[MXNET-614] Adding Synchronized Batch Normalization #11502

zhanghang1989 · 2018-06-29T23:43:38Z

Description

Adding Synchronized Batch Normalization
Thanks @eric-haibin-lin for great help!

Checklist

Essentials

Please feel free to remove inapplicable items for your PR.

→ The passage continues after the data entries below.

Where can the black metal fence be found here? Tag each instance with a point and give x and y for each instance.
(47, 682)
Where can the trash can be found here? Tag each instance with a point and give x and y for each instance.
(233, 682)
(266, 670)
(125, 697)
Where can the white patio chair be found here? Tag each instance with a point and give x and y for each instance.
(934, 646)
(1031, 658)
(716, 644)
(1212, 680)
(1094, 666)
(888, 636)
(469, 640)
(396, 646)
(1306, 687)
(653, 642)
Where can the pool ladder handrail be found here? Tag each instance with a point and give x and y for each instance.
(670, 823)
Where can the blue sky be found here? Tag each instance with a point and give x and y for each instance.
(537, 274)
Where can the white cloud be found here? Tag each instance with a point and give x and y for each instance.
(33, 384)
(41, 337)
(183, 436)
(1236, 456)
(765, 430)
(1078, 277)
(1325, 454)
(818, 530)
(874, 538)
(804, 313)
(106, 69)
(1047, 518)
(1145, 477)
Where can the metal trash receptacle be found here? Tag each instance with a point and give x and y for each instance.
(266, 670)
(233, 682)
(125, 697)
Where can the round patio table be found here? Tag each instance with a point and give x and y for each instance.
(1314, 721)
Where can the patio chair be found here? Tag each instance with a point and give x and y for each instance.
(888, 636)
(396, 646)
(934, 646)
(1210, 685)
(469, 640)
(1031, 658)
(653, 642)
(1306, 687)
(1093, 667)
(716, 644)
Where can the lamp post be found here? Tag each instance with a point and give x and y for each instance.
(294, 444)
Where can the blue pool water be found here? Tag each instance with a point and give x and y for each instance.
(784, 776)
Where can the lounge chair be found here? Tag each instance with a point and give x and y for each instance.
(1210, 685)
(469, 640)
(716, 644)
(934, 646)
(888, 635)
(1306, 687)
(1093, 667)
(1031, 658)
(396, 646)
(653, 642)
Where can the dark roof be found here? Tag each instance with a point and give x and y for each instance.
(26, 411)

The PR title starts with [MXNET-$JIRA_ID], where $JIRA_ID refers to the relevant JIRA issue created (except PRs with tiny changes)
Changes are complete (i.e. I finished coding on this PR)
All changes have test coverage:
Unit tests are added for small changes to verify correctness (e.g. adding a new operator)
Nightly tests are added for complicated/long-running ones (e.g. changing distributed kvstore)
Build tests will be added for build configuration changes (e.g. adding a new build option with NCCL)
Code is well-documented:
For user-facing API changes, API doc string has been updated.
For new C++ functions in header files, their functionalities and arguments are documented.
For new examples, README.md is added to explain the what the example does, the source of the dataset, expected performance on test set and reference to the original paper if applicable
Check the API doc at http://mxnet-ci-doc.s3-accelerate.dualstack.amazonaws.com/PR-$PR_ID/$BUILD_ID/index.html
To the my best knowledge, examples are either not affected by this change, or have been fixed to be compatible with this change

Changes

Feature1, tests, (and when applicable, API doc)
Feature2, tests, (and when applicable, API doc)

Comments

If this change is a backward incompatible change, why must this change be made.
Interesting edge cases to note here

zhanghang1989 · 2018-06-30T21:29:57Z

Help Wanted for passing the CI Test!!

zhreshold · 2018-07-02T17:36:04Z

python/mxnet/gluon/contrib/nn/basic_layers.py

+                        'ndev': num_devices, 'key': self.prefix}
+
+    def _get_num_devices(self):
+        # Caution: if not using all the GPUs, please mannually set num_devices


add the warning to docstring rather than showing a comment here

zhreshold · 2018-07-02T17:36:33Z

src/operator/contrib/sync_batch_norm-inl.h

+#include <dmlc/logging.h>
+#include <dmlc/parameter.h>
+#include <mxnet/operator.h>
+# include <condition_variable>


space between # and include?

zhreshold · 2018-07-02T17:38:16Z

src/operator/contrib/sync_batch_norm-inl.h

+template<class T>
+class SharedND {
+ private:
+  int nDev;


convention for variables is xxx_ for private members

and camel for functions, which is correct right now

zhreshold · 2018-07-02T17:44:49Z

src/operator/contrib/sync_batch_norm-inl.h

+    std::lock_guard<std::mutex> lock(mutex_);
+    auto it = registry_.find(key);
+    if (it != registry_.end()) return it->second;
+    T *newT = new T(ndev);


memory is not released pointed by these raw pointers

addressed in the class deconstruction function :)
https://github.com/zhanghang1989/incubator-mxnet/blob/cc60d11f44e37e954a627c8db43bd1b6fc45e68d/src/operator/contrib/sync_batch_norm-inl.h#L160-L164

This reverts commit 24543c9.

zhanghang1989 · 2018-07-10T21:13:14Z

Thanks @RogerChern ! The comments in deconstruction function is really helpful.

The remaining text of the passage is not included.